• 4 people
  • 30 mins
  • Low
  • Contains Dairy. Contains Shellfish. Contains Nuts.
Fish Pie with Tirkeeran Crumble


For The Sauce

300ml Fish Stock

2 Tbsp Tomato Puree

50ml Brandy

75ml Double Cream


For The Crumble

200g Breadcrumbs

1 Tbsp Pine Nuts

75g Tirkeeran Cheese, grated

75g Butter

Salt & Black Pepper

1 Tsp Grated Nutmeg

1 Tbsp each of fresh parsley, tarragon and mint


For The Filling

12 Peeled Tiger Prawns

200g Skinless Salmon fillet, cut into bite sized pieces

200g Skinless smoked haddock, also cut into bite sized pieces

2 Spring onions, finely chopped

1 Lime, juice only

6 Soft Boiled Eggs, halved

steamed green veg to serves


  1. Preheat over to 200C
  2. For the sauce, bring the stock, tomato puree and brandy to the boil in a small pan for approx 5 minutes or until reduced by a third.
  3. Add cream and bring back to boil.
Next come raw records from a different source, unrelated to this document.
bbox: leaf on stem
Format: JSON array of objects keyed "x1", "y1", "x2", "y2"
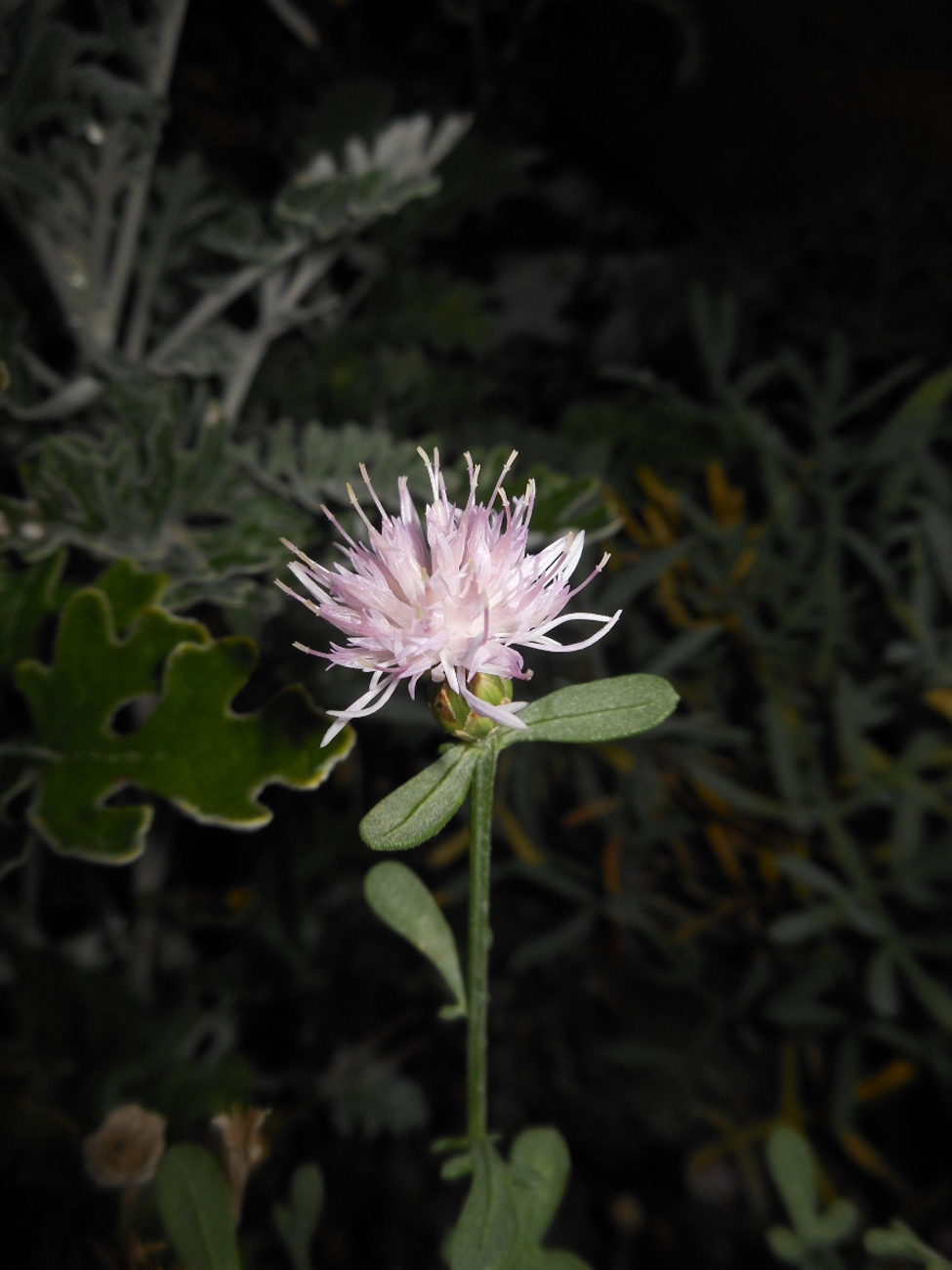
[
  {"x1": 496, "y1": 674, "x2": 678, "y2": 749},
  {"x1": 360, "y1": 745, "x2": 479, "y2": 851},
  {"x1": 156, "y1": 1143, "x2": 241, "y2": 1270},
  {"x1": 16, "y1": 566, "x2": 354, "y2": 864},
  {"x1": 363, "y1": 860, "x2": 466, "y2": 1017}
]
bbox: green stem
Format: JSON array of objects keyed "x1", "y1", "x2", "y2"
[{"x1": 466, "y1": 748, "x2": 496, "y2": 1142}]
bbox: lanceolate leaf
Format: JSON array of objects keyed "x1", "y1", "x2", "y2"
[
  {"x1": 448, "y1": 1142, "x2": 517, "y2": 1270},
  {"x1": 17, "y1": 571, "x2": 352, "y2": 864},
  {"x1": 448, "y1": 1127, "x2": 589, "y2": 1270},
  {"x1": 496, "y1": 674, "x2": 678, "y2": 748},
  {"x1": 360, "y1": 745, "x2": 479, "y2": 851},
  {"x1": 363, "y1": 860, "x2": 466, "y2": 1015},
  {"x1": 156, "y1": 1143, "x2": 241, "y2": 1270}
]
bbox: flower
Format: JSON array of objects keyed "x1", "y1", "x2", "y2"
[
  {"x1": 278, "y1": 449, "x2": 621, "y2": 745},
  {"x1": 212, "y1": 1104, "x2": 270, "y2": 1223},
  {"x1": 83, "y1": 1102, "x2": 165, "y2": 1186}
]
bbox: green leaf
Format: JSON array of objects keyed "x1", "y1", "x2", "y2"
[
  {"x1": 495, "y1": 674, "x2": 678, "y2": 749},
  {"x1": 509, "y1": 1127, "x2": 570, "y2": 1252},
  {"x1": 447, "y1": 1142, "x2": 517, "y2": 1270},
  {"x1": 359, "y1": 745, "x2": 478, "y2": 851},
  {"x1": 271, "y1": 1164, "x2": 324, "y2": 1270},
  {"x1": 17, "y1": 584, "x2": 354, "y2": 864},
  {"x1": 766, "y1": 1124, "x2": 859, "y2": 1261},
  {"x1": 363, "y1": 860, "x2": 466, "y2": 1015},
  {"x1": 448, "y1": 1127, "x2": 589, "y2": 1270},
  {"x1": 766, "y1": 1226, "x2": 812, "y2": 1265},
  {"x1": 156, "y1": 1143, "x2": 241, "y2": 1270},
  {"x1": 766, "y1": 1124, "x2": 819, "y2": 1235}
]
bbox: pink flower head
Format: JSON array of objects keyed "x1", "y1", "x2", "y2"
[{"x1": 278, "y1": 449, "x2": 621, "y2": 745}]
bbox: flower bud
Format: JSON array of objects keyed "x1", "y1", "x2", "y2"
[{"x1": 431, "y1": 674, "x2": 513, "y2": 741}]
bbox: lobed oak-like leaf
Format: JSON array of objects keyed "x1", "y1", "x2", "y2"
[{"x1": 16, "y1": 566, "x2": 354, "y2": 864}]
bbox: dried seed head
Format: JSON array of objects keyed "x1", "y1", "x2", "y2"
[{"x1": 83, "y1": 1102, "x2": 165, "y2": 1186}]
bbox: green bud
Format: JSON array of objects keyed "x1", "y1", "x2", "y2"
[{"x1": 431, "y1": 674, "x2": 513, "y2": 741}]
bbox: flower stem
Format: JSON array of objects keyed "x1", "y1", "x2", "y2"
[{"x1": 466, "y1": 746, "x2": 496, "y2": 1142}]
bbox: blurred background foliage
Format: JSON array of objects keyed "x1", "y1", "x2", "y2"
[{"x1": 0, "y1": 0, "x2": 952, "y2": 1270}]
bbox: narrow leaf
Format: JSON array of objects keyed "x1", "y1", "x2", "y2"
[
  {"x1": 447, "y1": 1142, "x2": 517, "y2": 1270},
  {"x1": 766, "y1": 1124, "x2": 817, "y2": 1239},
  {"x1": 508, "y1": 674, "x2": 678, "y2": 748},
  {"x1": 271, "y1": 1164, "x2": 324, "y2": 1270},
  {"x1": 156, "y1": 1143, "x2": 240, "y2": 1270},
  {"x1": 363, "y1": 860, "x2": 466, "y2": 1013},
  {"x1": 509, "y1": 1127, "x2": 570, "y2": 1252},
  {"x1": 360, "y1": 745, "x2": 479, "y2": 851}
]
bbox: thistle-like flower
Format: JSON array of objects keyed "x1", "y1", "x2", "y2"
[{"x1": 278, "y1": 449, "x2": 621, "y2": 745}]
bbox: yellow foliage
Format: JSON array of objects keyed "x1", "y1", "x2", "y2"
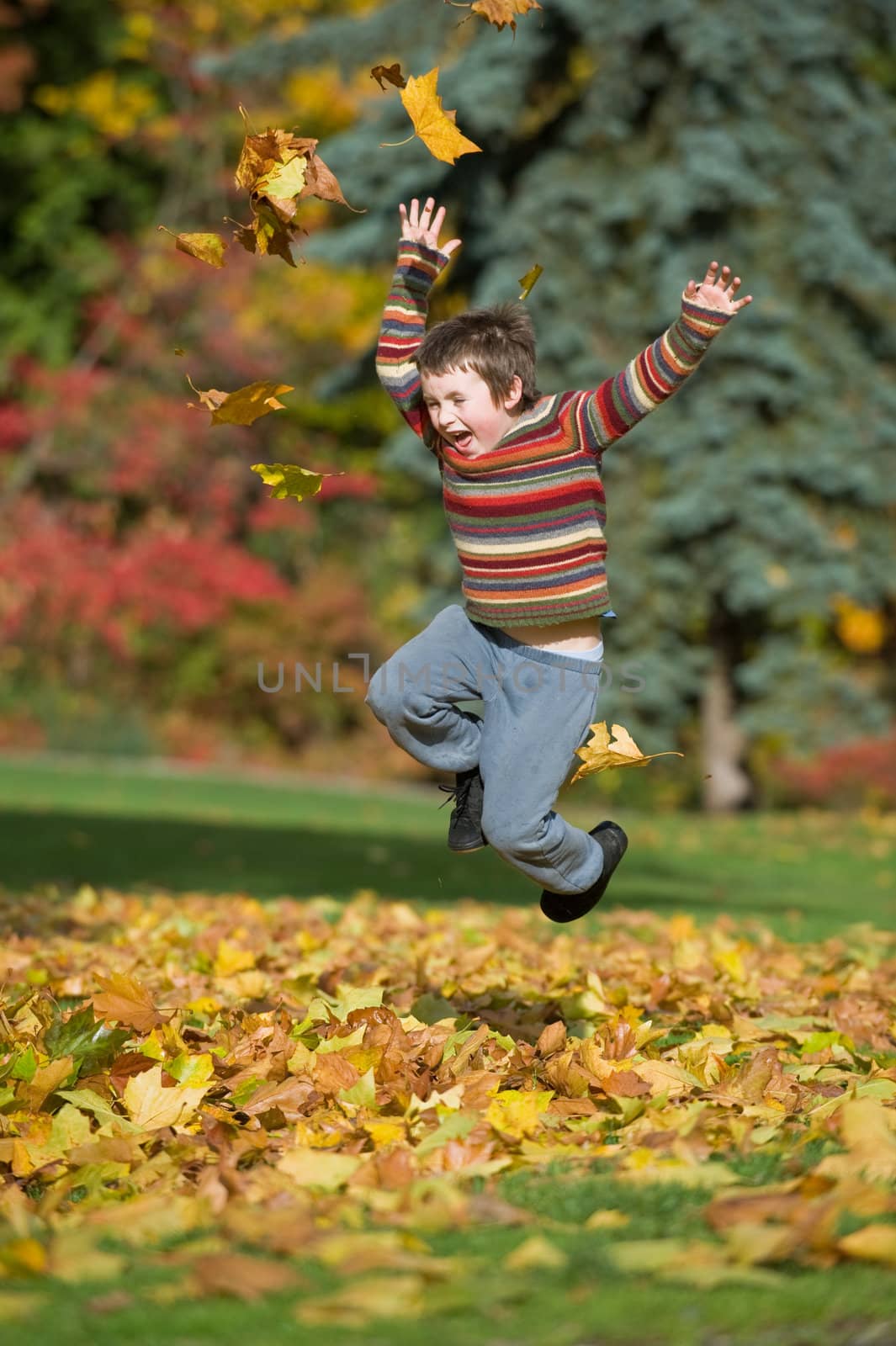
[
  {"x1": 283, "y1": 63, "x2": 360, "y2": 137},
  {"x1": 32, "y1": 70, "x2": 157, "y2": 140},
  {"x1": 833, "y1": 594, "x2": 887, "y2": 654}
]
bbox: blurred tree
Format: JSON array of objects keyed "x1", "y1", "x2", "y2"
[
  {"x1": 196, "y1": 0, "x2": 896, "y2": 808},
  {"x1": 0, "y1": 0, "x2": 409, "y2": 775}
]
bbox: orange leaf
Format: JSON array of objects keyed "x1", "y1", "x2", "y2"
[
  {"x1": 187, "y1": 375, "x2": 294, "y2": 426},
  {"x1": 401, "y1": 66, "x2": 481, "y2": 164},
  {"x1": 569, "y1": 720, "x2": 685, "y2": 785},
  {"x1": 471, "y1": 0, "x2": 541, "y2": 32},
  {"x1": 93, "y1": 972, "x2": 164, "y2": 1032}
]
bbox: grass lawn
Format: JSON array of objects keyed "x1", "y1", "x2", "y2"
[
  {"x1": 0, "y1": 756, "x2": 896, "y2": 940},
  {"x1": 0, "y1": 758, "x2": 896, "y2": 1346}
]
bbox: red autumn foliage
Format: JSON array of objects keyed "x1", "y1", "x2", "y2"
[{"x1": 773, "y1": 734, "x2": 896, "y2": 808}]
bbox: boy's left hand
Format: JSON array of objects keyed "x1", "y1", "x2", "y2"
[{"x1": 685, "y1": 261, "x2": 753, "y2": 314}]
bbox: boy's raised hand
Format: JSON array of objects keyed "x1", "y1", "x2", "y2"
[
  {"x1": 685, "y1": 261, "x2": 753, "y2": 314},
  {"x1": 398, "y1": 197, "x2": 460, "y2": 256}
]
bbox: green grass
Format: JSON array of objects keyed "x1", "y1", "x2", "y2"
[
  {"x1": 0, "y1": 758, "x2": 896, "y2": 940},
  {"x1": 0, "y1": 759, "x2": 896, "y2": 1346}
]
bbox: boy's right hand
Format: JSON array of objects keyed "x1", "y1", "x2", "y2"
[{"x1": 398, "y1": 197, "x2": 460, "y2": 256}]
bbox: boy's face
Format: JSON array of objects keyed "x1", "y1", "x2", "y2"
[{"x1": 420, "y1": 368, "x2": 522, "y2": 456}]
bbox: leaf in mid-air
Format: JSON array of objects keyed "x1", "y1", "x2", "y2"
[
  {"x1": 569, "y1": 720, "x2": 685, "y2": 785},
  {"x1": 187, "y1": 374, "x2": 294, "y2": 426},
  {"x1": 401, "y1": 66, "x2": 481, "y2": 164},
  {"x1": 519, "y1": 262, "x2": 545, "y2": 299},
  {"x1": 234, "y1": 105, "x2": 364, "y2": 267},
  {"x1": 471, "y1": 0, "x2": 541, "y2": 34},
  {"x1": 157, "y1": 225, "x2": 227, "y2": 267},
  {"x1": 370, "y1": 61, "x2": 408, "y2": 90},
  {"x1": 252, "y1": 463, "x2": 329, "y2": 501}
]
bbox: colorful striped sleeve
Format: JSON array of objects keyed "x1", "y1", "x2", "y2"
[
  {"x1": 377, "y1": 240, "x2": 449, "y2": 448},
  {"x1": 575, "y1": 294, "x2": 734, "y2": 453}
]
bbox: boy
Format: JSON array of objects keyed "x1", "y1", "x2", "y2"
[{"x1": 366, "y1": 197, "x2": 752, "y2": 922}]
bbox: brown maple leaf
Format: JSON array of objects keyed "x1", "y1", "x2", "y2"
[
  {"x1": 370, "y1": 61, "x2": 408, "y2": 90},
  {"x1": 471, "y1": 0, "x2": 541, "y2": 34}
]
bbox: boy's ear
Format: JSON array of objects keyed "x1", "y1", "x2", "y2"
[{"x1": 505, "y1": 374, "x2": 522, "y2": 411}]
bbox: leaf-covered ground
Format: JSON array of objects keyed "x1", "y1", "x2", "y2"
[{"x1": 0, "y1": 886, "x2": 896, "y2": 1337}]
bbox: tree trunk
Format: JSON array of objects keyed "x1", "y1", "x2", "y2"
[{"x1": 701, "y1": 644, "x2": 753, "y2": 813}]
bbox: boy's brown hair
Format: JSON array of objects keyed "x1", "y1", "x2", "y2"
[{"x1": 415, "y1": 301, "x2": 541, "y2": 411}]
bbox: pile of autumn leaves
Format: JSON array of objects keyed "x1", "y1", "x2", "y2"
[{"x1": 0, "y1": 887, "x2": 896, "y2": 1324}]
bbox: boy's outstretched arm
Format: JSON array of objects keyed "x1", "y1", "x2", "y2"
[
  {"x1": 580, "y1": 261, "x2": 753, "y2": 453},
  {"x1": 377, "y1": 197, "x2": 460, "y2": 444}
]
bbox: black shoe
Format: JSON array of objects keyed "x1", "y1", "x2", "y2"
[
  {"x1": 541, "y1": 823, "x2": 628, "y2": 922},
  {"x1": 438, "y1": 766, "x2": 488, "y2": 851}
]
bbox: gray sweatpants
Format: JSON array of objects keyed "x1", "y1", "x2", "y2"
[{"x1": 364, "y1": 603, "x2": 604, "y2": 893}]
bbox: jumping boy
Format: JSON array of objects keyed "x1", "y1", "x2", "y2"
[{"x1": 366, "y1": 197, "x2": 752, "y2": 922}]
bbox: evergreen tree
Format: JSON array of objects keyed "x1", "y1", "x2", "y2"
[{"x1": 204, "y1": 0, "x2": 896, "y2": 808}]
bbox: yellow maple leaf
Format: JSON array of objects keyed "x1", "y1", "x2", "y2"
[
  {"x1": 485, "y1": 1089, "x2": 554, "y2": 1140},
  {"x1": 93, "y1": 972, "x2": 164, "y2": 1032},
  {"x1": 519, "y1": 262, "x2": 545, "y2": 299},
  {"x1": 252, "y1": 463, "x2": 331, "y2": 502},
  {"x1": 471, "y1": 0, "x2": 541, "y2": 32},
  {"x1": 187, "y1": 374, "x2": 294, "y2": 426},
  {"x1": 157, "y1": 225, "x2": 227, "y2": 267},
  {"x1": 569, "y1": 720, "x2": 685, "y2": 785},
  {"x1": 400, "y1": 66, "x2": 481, "y2": 164},
  {"x1": 124, "y1": 1066, "x2": 211, "y2": 1131}
]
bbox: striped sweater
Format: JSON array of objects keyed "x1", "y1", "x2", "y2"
[{"x1": 377, "y1": 240, "x2": 730, "y2": 628}]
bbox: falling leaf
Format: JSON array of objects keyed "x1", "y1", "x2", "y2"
[
  {"x1": 187, "y1": 374, "x2": 294, "y2": 426},
  {"x1": 471, "y1": 0, "x2": 542, "y2": 32},
  {"x1": 569, "y1": 720, "x2": 685, "y2": 785},
  {"x1": 390, "y1": 66, "x2": 481, "y2": 164},
  {"x1": 159, "y1": 225, "x2": 227, "y2": 267},
  {"x1": 370, "y1": 62, "x2": 408, "y2": 90},
  {"x1": 519, "y1": 262, "x2": 545, "y2": 299},
  {"x1": 234, "y1": 103, "x2": 364, "y2": 267},
  {"x1": 252, "y1": 463, "x2": 331, "y2": 501}
]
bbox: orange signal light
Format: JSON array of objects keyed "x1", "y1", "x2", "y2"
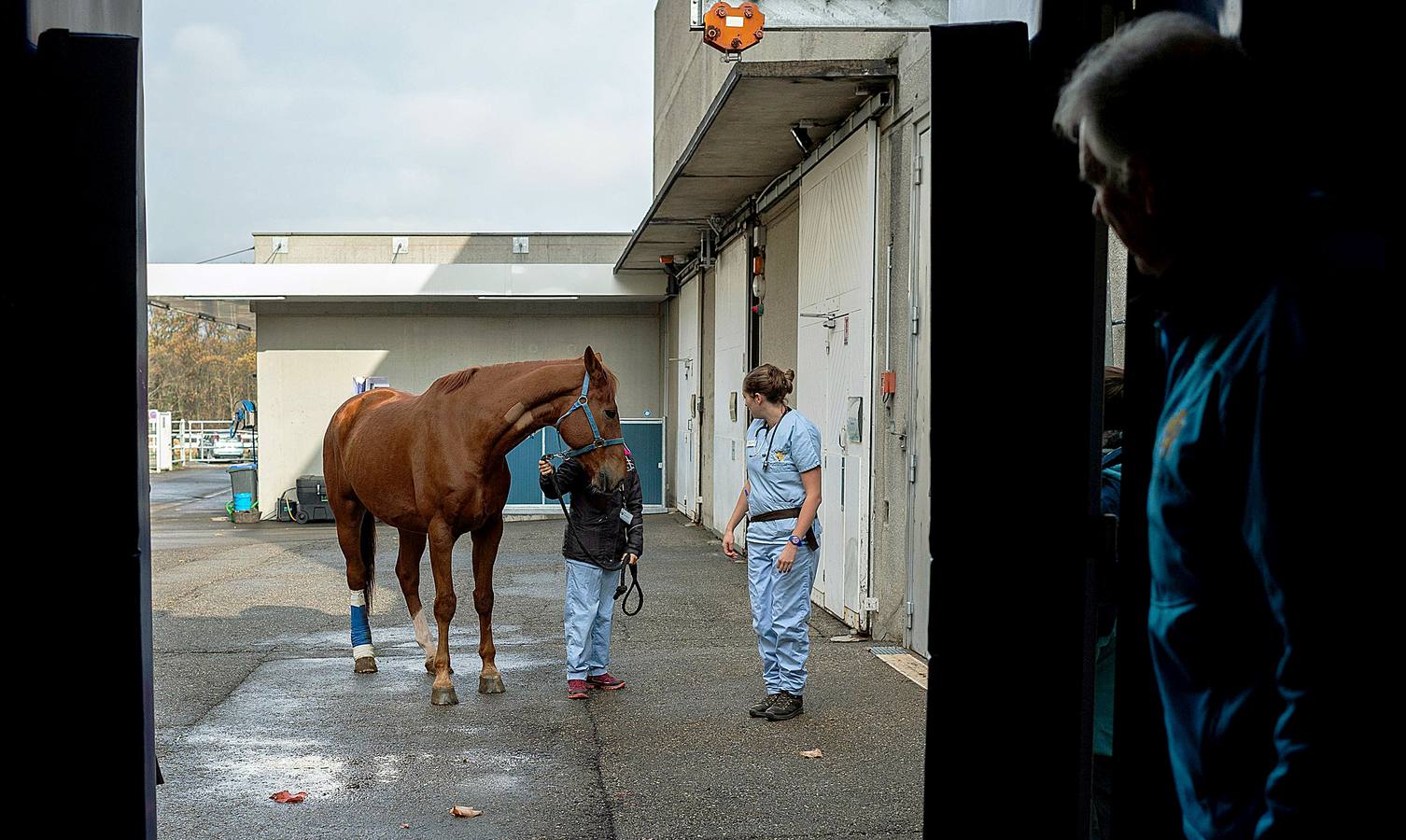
[{"x1": 703, "y1": 0, "x2": 766, "y2": 53}]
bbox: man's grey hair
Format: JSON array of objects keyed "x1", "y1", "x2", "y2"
[{"x1": 1055, "y1": 11, "x2": 1257, "y2": 190}]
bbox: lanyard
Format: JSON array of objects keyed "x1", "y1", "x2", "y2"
[{"x1": 756, "y1": 406, "x2": 790, "y2": 472}]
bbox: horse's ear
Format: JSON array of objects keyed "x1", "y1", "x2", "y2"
[{"x1": 582, "y1": 347, "x2": 606, "y2": 382}]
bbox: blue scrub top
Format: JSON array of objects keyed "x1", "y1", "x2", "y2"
[{"x1": 747, "y1": 409, "x2": 820, "y2": 537}]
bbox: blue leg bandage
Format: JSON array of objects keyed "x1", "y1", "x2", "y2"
[{"x1": 352, "y1": 589, "x2": 375, "y2": 659}]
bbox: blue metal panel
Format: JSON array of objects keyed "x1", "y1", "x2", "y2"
[
  {"x1": 545, "y1": 426, "x2": 570, "y2": 504},
  {"x1": 508, "y1": 420, "x2": 664, "y2": 507},
  {"x1": 620, "y1": 422, "x2": 664, "y2": 504},
  {"x1": 508, "y1": 430, "x2": 555, "y2": 504}
]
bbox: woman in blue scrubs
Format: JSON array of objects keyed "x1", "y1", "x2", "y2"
[{"x1": 723, "y1": 365, "x2": 820, "y2": 721}]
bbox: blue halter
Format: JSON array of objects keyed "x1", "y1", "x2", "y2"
[{"x1": 547, "y1": 371, "x2": 625, "y2": 458}]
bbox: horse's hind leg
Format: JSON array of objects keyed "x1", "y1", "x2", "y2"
[
  {"x1": 429, "y1": 520, "x2": 458, "y2": 706},
  {"x1": 334, "y1": 501, "x2": 375, "y2": 674},
  {"x1": 395, "y1": 528, "x2": 441, "y2": 674},
  {"x1": 474, "y1": 517, "x2": 503, "y2": 693}
]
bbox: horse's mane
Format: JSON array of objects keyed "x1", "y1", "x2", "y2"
[
  {"x1": 426, "y1": 365, "x2": 483, "y2": 393},
  {"x1": 425, "y1": 358, "x2": 601, "y2": 393}
]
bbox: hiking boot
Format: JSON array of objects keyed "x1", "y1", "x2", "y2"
[
  {"x1": 762, "y1": 691, "x2": 801, "y2": 721},
  {"x1": 747, "y1": 693, "x2": 780, "y2": 718},
  {"x1": 586, "y1": 671, "x2": 625, "y2": 691}
]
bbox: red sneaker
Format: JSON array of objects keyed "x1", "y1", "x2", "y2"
[{"x1": 586, "y1": 673, "x2": 625, "y2": 691}]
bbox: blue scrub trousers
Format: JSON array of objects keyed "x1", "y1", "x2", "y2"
[{"x1": 747, "y1": 520, "x2": 820, "y2": 695}]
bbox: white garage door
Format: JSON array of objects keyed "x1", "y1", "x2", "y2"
[
  {"x1": 669, "y1": 276, "x2": 703, "y2": 521},
  {"x1": 710, "y1": 236, "x2": 750, "y2": 545},
  {"x1": 795, "y1": 122, "x2": 878, "y2": 628}
]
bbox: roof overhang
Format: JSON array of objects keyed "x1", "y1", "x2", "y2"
[
  {"x1": 614, "y1": 59, "x2": 897, "y2": 275},
  {"x1": 147, "y1": 262, "x2": 667, "y2": 328}
]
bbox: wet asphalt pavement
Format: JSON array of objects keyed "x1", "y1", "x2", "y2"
[{"x1": 152, "y1": 468, "x2": 926, "y2": 838}]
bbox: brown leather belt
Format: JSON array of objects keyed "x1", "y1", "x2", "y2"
[{"x1": 747, "y1": 507, "x2": 820, "y2": 551}]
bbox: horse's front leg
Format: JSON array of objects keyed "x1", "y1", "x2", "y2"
[
  {"x1": 474, "y1": 515, "x2": 503, "y2": 693},
  {"x1": 429, "y1": 520, "x2": 458, "y2": 706}
]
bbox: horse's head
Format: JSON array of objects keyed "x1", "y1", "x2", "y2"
[{"x1": 556, "y1": 347, "x2": 626, "y2": 493}]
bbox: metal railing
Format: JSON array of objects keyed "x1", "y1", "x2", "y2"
[{"x1": 147, "y1": 420, "x2": 259, "y2": 470}]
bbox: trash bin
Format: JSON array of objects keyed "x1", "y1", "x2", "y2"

Boil for 1 minute, then reduce to gentle simmer while you make crumble.
  4. For the crumble, place all ingredients in bowl and rub together with your fingers ensuring to incorporate all the butter.
  5. For the filling, add the fish and eggs to the sauce, along with spring onions and lime juice, pour into oven proof dish. Sprinkle over crumble.
  6. Transfer to oven and bake for 6-8 minutes or until crumble topping is golden-brown, the fish is completely cooked through and the sauce is bubbling.
  7. Serve with green vegetables of your choice.